Its summit is home to the golden tree frog (Phytotriades auratus). On the summit of El Tucuche, elfin woodland can be found. The vegetation is usually gnarled and short, due to the high elevation, exposure to clouds and prevailing winds. At the foot of the mountain lies the village of Lluengo, home to approximately 2,000 residents.

Wildlife on El Tucuche includes animals such as the El Tucuche Golden Tree Frog (Phytotriades auratus), the Red Brocket Deer, the Fer-de-lance (Bothrops atrox), the Bearded Bellbird, the Orange-winged Amazon Parrot, the White-bearded Manakin, the Trinidad Stream Frog (Mannophryne trinitatis) and the Emperor Morpho Butterfly (Morpho peleides) to name just a few. Notable vegetation on the higher slopes includes mosses, tree-ferns and bromeliads (including Glomeropitcairnia erectiflora - the microhabitat of the El Tucuche Golden Tree Frog); and Heliconias on the lower to middle slopes. Old abandoned Cocoa estates that are reverting to forest occur in some areas of the lower slopes. The nation's highest waterfall, Maracas falls, lies at the foothills of El Tucuche, and is 91.5 m high.
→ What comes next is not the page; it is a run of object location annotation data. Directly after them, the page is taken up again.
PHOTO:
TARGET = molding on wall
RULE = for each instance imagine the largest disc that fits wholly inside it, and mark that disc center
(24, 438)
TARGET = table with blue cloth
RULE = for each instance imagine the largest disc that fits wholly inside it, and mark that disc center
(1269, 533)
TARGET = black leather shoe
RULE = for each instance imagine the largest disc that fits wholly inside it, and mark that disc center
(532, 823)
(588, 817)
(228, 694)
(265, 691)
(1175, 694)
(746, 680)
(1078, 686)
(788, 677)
El Tucuche is often climbed by hikers. There are two summits, the first summit ascends to above 2,000 ft and displays a 1000 feet sheer-vertical cliff. The second and highest summit is at over 3,000 ft and is pyramid-shaped. When clouds are not present, the nation's capital, Port Of Spain, the Caroni Swamp and Main Ridge can be viewed from the summit. The mountain also has views of Maracas Beach.